45. In addition to that, the European Court mentions that the right to
a fair trial as guaranteed by Article 6(1) of the Convention
includes the parties' right to raise observations they judge
relevant and that this right is not solely theoretical:
La Convention ne visant pas `a garantir des droits theoriques ou
illusoires mais des droits concrets et effectifs. Ce droit ne peut
passer pour effectif que si ces observations sont vraiment
<>, c'est-`a-dire dument examinees par le tribunal saisi.^
46. Therefore, even though the obligation to state reasons will vary
depending on the nature of the decision and the circumstances of
the case, the European Court states that the courts silence could
give rise to doubt on the scope of the examination conducted by
the national court^. Consequently, if a court considers that
certain arguments and/or evidences presented by an applicant have
no merit or are irrelevant to the matter in dispute, it must state
the reason why they are not considered. Moreover, it is important
to note the firmness of the position of the European Court
regarding the implementation of the Convention: "effective
implementation of the European Convention on Human Rights at
national level is crucial for the operation of the Convention
system. In line with its subsidiary character the Convention is
intended to be applied first and foremost by the national courts
and authorities"^. This position has been reaffirmed by the
Committee of Ministers of the Council of Europe since they deemed
that "the rights and freedoms guaranteed by the Convention [must]
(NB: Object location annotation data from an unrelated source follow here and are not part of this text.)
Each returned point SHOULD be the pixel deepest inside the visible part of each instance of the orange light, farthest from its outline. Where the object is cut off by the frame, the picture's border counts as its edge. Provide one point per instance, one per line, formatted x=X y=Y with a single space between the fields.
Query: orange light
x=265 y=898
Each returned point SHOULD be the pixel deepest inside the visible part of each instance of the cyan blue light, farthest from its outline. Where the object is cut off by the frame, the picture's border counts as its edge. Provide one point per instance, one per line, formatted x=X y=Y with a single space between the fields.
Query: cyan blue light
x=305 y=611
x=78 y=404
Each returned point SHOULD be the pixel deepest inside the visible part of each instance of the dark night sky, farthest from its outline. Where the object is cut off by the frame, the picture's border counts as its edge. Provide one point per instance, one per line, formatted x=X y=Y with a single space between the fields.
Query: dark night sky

be protected in the first place at the national level and applied
by national authorities [...]"^. Therefore, States "[must] give
effect to the Convention in their legal order, in light of the
case-law of the Court"^.
1. Violation of Article 6(1) of the Convention in the present case
1. The aforementioned section presents numerous cases that confirm
the right to a fair trial as stated in Article 6(1) of the
Convention. Therefore, the guarantees underlying Article 6(1) must
be applied before all types of courts, including the
Constitutional Court of the Russian Federation.
2. On October 29^th 2010, the applicant filed a complaint before the
Constitutional Court, in which he specifically mentioned the tax
measure, as applied to non resident citizens of the Russian
Federation, breaches the right to property and the right to equal
treatment, rights guaranteed by Article 1 of the Protocol 1 and
Article 14 of the Convention.
3. Moreover, the applicant used the European Court's case law in
order to validate the allegations of violation of the Convention.
In regards to the right to property, the applicant has put forward
the Sporrong and Loennroth v. Sweden case to illustrate the
principle of fair balance between the interests of society and the
conditions necessary for protection of the fundamental rights of
the individual. Concerning the right to equal treatment, the
applicant explained the extent of the guaranteed right by
referring to the Abdulaziz, Cabales and Balkandali v. the United
Kingdom case.
4. In its judgement of July 14^th 2011, the Constitutional Court of
the Russian Federation summarized the allegations of the applicant
and explicitly mentioned that "according to the complainant, the
tax rate of 30 percent to citizens of the Russian Federation who
are not tax residents of the Russian Federation amounts to
discrimination on the basis of place of residence, and causes an
incommensurate restriction on property rights, and therefore
violates [...] the Constitution of the Russian Federation, as well
as article 14 of the Convention for the Protection of Human Rights
and Fundamental Freedoms and article 1 of Protocol 1 to said
Convention" (emphasis added)^ ^.
5. Despite the fact that the Constitutional Court of the Russian
Federation was aware of the alleged violations, it neglected to
mention the Convention and disregarded applicant's arguments.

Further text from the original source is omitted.